Honda Motor said today it was not considering a fresh lending scheme for Takata Corp, either on its own or as part of a group of Japanese automakers.
Following a report by Japan’s Sankei newspaper that automakers were discussing brand new financial support for the supplier, a Honda spokesman said that “we are not considering joint lending to Takata.” The auto part supplier was fined 70 million dollars in November by regulators in the United States, where the majority of deaths and recalls involving the inflators occurred and where the manufacturer faces class action lawsuits related to the issue. The scandal affects 12 vehicle manufacturers, more than 23 million inflators and approximately 19 million vehicles, according to federal data.
The National Highway Traffic Safety Administration announced two weeks ago the eighth US fatality caused by Takata’s faulty airbag inflators and the ninth worldwide. The agency said the incident involved a model year 2001 vehicle that spent most of it service life in a high absolute humidity region and had been under recall for many years. The fatality was the result of a driver airbag rupture, as has been the case for all known fatalities. After an inspection of vehicle components in cooperation with regulators, Honda Motor Co said it “confirmed that the Takata driver’s front airbag inflator ruptured” and “injuries related to this airbag inflator rupture likely resulted in the tragic death of the underage driver.”

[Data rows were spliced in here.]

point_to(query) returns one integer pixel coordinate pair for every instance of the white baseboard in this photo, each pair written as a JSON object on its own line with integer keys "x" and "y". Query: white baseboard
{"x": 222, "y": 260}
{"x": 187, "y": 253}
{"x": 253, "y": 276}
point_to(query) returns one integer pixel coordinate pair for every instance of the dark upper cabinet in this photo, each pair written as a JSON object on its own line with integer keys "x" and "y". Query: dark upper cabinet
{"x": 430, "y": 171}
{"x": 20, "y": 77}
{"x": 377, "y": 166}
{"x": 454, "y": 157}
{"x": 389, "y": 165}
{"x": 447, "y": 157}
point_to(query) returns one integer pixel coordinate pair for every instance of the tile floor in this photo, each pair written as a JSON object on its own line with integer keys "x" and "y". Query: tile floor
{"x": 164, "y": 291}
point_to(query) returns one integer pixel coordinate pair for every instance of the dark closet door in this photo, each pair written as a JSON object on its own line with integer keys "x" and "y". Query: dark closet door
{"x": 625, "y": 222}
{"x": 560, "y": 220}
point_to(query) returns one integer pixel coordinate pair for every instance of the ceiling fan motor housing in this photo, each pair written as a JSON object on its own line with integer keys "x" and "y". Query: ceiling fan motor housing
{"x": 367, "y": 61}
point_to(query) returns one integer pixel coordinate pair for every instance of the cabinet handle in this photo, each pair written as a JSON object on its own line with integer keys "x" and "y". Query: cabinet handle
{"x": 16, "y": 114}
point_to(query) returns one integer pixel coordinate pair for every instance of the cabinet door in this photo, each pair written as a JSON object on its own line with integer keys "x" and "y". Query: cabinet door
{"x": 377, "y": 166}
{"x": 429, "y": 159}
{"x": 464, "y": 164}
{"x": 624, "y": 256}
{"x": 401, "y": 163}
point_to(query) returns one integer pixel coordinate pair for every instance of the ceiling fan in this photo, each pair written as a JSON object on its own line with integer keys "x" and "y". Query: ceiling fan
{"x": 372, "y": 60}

NHTSA also announced that the pace of recall completion is accelerating rapidly. To help oversee future progress in this direction, the US regulators selected John D. Buretta, a partner at the law firm Cravath, Swain & Moore to serve as the Takata monitor. He will be responsible for assisting the agency in providing important oversight of both the coordinated remedy program and of Takata’s compliance with consent orders.